DESIGN, SETTING AND PARTICIPANTS: Cross-sectional surveys were conducted in two rural areas in Victoria and South Australia in 2004-2005. A stratified random sample of men and women aged 25-74 years was selected from the electoral roll. Data were collected by a self-administered questionnaire, physical measurements and laboratory tests.
MAIN OUTCOME MEASURES: Prevalence of overweight and obesity, as defined by body mass index (BMI) and waist circumference; prevalence of MetS and its components.
RESULTS: Data on 806 participants (383 men and 423 women) were analysed. Based on BMI, the prevalence of overweight and obesity combined was 74.1% (95% CI, 69.7%-78.5%) in men and 64.1% (95% CI, 59.5%-68.7%) in women.

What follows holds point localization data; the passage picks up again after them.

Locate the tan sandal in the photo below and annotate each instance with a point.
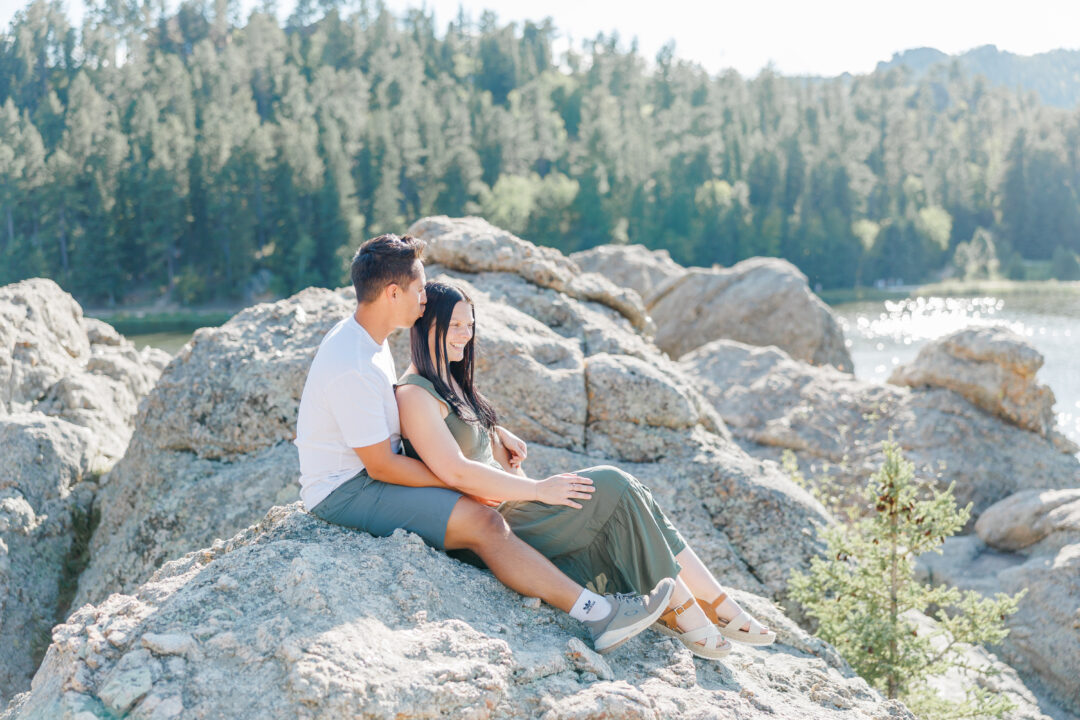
(714, 648)
(757, 635)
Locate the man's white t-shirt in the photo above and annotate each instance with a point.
(348, 403)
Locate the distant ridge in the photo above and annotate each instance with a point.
(1053, 76)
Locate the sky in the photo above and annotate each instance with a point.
(797, 37)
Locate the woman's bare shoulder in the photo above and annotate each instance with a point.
(415, 398)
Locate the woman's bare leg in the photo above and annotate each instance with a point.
(701, 582)
(693, 616)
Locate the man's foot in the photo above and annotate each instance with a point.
(630, 615)
(736, 623)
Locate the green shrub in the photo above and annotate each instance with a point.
(862, 592)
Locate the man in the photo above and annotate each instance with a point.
(348, 435)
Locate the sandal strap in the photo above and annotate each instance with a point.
(671, 617)
(710, 608)
(743, 619)
(709, 634)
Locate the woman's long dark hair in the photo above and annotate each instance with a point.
(442, 299)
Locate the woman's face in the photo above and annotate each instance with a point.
(458, 334)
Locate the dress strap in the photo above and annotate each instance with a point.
(420, 381)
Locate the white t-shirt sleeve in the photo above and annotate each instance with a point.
(355, 402)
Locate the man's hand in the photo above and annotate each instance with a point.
(515, 446)
(564, 489)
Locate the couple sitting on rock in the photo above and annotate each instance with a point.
(459, 484)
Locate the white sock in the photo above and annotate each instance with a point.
(590, 606)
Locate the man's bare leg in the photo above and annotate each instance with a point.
(516, 565)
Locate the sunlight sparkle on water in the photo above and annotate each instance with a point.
(882, 336)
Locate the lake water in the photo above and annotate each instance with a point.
(882, 335)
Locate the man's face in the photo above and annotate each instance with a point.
(414, 297)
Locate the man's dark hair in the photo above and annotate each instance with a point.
(385, 260)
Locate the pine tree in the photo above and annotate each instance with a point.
(863, 592)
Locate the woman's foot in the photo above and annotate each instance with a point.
(688, 624)
(736, 623)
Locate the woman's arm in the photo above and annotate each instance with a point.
(422, 423)
(516, 450)
(502, 456)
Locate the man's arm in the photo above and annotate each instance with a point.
(423, 424)
(385, 465)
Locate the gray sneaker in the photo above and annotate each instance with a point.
(630, 615)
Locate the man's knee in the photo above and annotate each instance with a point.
(474, 526)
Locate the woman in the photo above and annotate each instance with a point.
(617, 539)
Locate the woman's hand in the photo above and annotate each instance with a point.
(514, 445)
(564, 489)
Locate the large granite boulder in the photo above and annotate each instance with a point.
(1042, 519)
(294, 617)
(212, 449)
(69, 389)
(473, 244)
(835, 425)
(567, 374)
(635, 267)
(760, 301)
(1027, 542)
(994, 368)
(55, 362)
(981, 668)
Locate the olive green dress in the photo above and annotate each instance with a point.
(619, 541)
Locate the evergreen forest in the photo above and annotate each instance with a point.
(201, 157)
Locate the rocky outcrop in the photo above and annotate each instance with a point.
(994, 368)
(55, 362)
(296, 619)
(835, 425)
(636, 267)
(1043, 519)
(212, 449)
(1029, 541)
(981, 668)
(69, 388)
(473, 244)
(760, 301)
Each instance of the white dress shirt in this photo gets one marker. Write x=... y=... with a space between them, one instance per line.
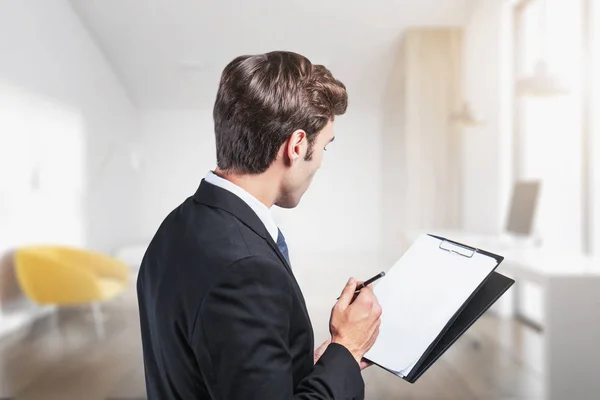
x=262 y=211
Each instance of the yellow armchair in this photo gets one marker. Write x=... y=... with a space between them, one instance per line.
x=59 y=275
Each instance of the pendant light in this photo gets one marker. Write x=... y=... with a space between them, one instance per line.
x=542 y=83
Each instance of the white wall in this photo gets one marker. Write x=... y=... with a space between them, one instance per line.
x=487 y=150
x=340 y=212
x=61 y=108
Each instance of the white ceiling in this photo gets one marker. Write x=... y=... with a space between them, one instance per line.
x=169 y=54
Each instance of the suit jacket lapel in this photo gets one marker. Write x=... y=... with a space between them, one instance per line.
x=217 y=197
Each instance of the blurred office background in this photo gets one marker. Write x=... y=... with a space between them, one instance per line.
x=477 y=119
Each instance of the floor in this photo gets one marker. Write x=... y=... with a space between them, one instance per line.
x=62 y=359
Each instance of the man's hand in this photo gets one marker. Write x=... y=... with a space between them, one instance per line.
x=355 y=325
x=321 y=349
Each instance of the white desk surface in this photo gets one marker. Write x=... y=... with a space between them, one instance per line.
x=523 y=259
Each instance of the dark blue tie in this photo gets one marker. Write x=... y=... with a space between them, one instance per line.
x=283 y=246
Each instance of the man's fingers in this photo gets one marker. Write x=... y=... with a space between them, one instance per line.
x=347 y=293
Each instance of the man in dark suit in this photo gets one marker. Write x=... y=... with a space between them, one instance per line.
x=222 y=315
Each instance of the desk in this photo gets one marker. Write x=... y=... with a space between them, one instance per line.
x=571 y=306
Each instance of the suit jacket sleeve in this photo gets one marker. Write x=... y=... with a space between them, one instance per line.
x=244 y=323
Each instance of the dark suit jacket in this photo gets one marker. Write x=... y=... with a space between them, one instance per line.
x=222 y=316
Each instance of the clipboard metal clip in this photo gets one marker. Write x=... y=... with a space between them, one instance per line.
x=456 y=248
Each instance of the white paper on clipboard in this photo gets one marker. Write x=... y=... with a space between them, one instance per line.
x=419 y=296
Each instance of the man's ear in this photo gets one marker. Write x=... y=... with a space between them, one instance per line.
x=296 y=146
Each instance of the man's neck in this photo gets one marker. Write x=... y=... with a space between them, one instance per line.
x=263 y=187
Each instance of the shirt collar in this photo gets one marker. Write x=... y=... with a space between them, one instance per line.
x=261 y=210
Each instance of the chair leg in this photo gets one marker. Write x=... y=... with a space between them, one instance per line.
x=98 y=320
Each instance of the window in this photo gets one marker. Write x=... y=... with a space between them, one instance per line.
x=594 y=13
x=550 y=129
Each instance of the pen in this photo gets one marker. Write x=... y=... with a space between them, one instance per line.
x=368 y=282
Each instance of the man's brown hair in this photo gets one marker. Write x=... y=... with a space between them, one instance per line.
x=263 y=99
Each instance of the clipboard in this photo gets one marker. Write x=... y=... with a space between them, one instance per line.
x=480 y=286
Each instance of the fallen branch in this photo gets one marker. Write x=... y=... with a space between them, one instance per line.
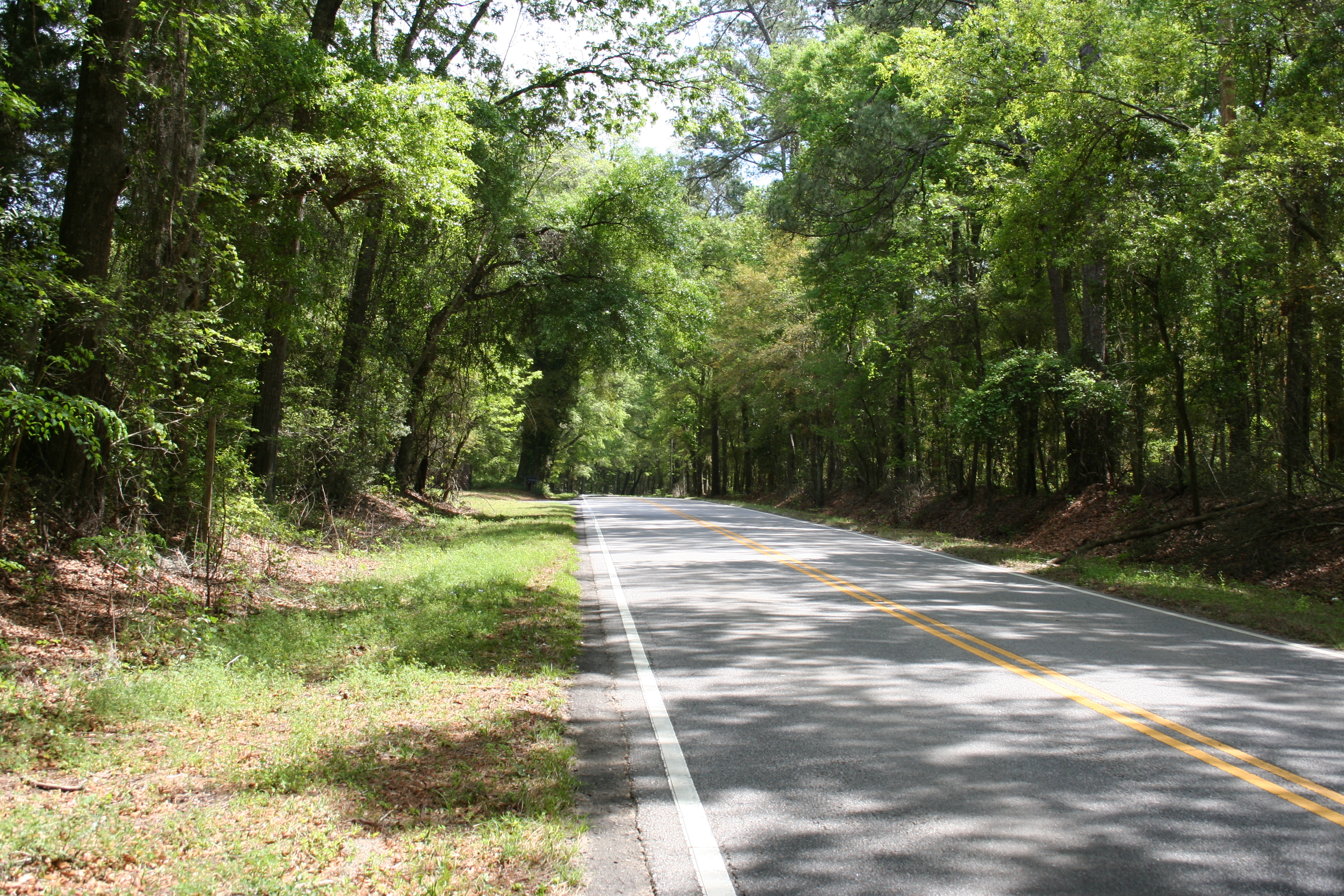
x=1156 y=530
x=53 y=785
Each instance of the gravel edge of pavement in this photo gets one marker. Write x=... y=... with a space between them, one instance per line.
x=613 y=849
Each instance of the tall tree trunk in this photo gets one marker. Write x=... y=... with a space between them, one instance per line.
x=1060 y=288
x=1188 y=457
x=1334 y=396
x=1092 y=424
x=268 y=414
x=94 y=179
x=1026 y=467
x=548 y=402
x=359 y=311
x=1297 y=375
x=268 y=411
x=746 y=450
x=716 y=456
x=97 y=171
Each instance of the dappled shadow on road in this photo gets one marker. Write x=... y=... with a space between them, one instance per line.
x=843 y=751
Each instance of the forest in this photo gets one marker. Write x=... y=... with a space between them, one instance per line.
x=261 y=258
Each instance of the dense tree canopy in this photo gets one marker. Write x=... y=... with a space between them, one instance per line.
x=294 y=252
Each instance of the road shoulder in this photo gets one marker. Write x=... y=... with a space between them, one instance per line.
x=613 y=851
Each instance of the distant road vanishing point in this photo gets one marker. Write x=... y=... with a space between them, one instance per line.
x=815 y=711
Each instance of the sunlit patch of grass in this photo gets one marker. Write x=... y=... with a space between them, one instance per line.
x=406 y=738
x=1270 y=610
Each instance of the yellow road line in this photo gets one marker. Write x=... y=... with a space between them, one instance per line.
x=968 y=642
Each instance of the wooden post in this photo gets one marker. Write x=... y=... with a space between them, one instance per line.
x=209 y=497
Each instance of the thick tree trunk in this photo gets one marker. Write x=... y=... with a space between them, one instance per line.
x=548 y=404
x=746 y=450
x=268 y=414
x=358 y=312
x=97 y=170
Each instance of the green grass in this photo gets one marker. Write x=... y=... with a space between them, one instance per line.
x=406 y=737
x=1270 y=610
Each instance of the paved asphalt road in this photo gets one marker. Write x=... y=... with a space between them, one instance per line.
x=843 y=743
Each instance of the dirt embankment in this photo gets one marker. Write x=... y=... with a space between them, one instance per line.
x=60 y=608
x=1292 y=543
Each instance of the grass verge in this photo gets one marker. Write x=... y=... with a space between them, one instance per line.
x=1270 y=610
x=402 y=738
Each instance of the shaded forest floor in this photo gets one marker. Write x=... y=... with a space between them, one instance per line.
x=371 y=709
x=1277 y=570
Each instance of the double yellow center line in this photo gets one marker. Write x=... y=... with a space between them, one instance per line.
x=1061 y=684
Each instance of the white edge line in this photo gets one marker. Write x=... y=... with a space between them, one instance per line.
x=1312 y=648
x=710 y=868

Based on waist circumference, the prevalence of overweight and obesity was higher in women (72.4%; 95% CI, 68.1%-76.7%) than men (61.9%; 95% CI, 57.0%-66.8%). The overall prevalence of obesity was 30.0% (95% CI, 26.8%-33.2%) based on BMI (> or = 30.0 kg/m(2)) and 44.7% (95% CI, 41.2%-48.1%) based on waist circumference (> or = 102 cm [men] and > or= 88 cm [women]). The prevalence of MetS as defined by the US National Cholesterol Education Program Adult Treatment Panel III 2005 criteria was 27.1% (95% CI, 22.7%-31.6%) in men and 28.3% (95% CI, 24.0%-32.6%) in women; based on International Diabetes Federation criteria, prevalences for men and women were 33.7% (95% CI, 29.0%-38.5%) and 30.1% (95% CI, 25.7%-34.5%), respectively. Prevalences of MetS, central (abdominal) obesity, hyperglycaemia, hypertension and hypertriglyceridaemia increased with age.
CONCLUSIONS: In rural Australia, prevalences of MetS, overweight and obesity are very high. Urgent population-wide action is required to tackle the problem.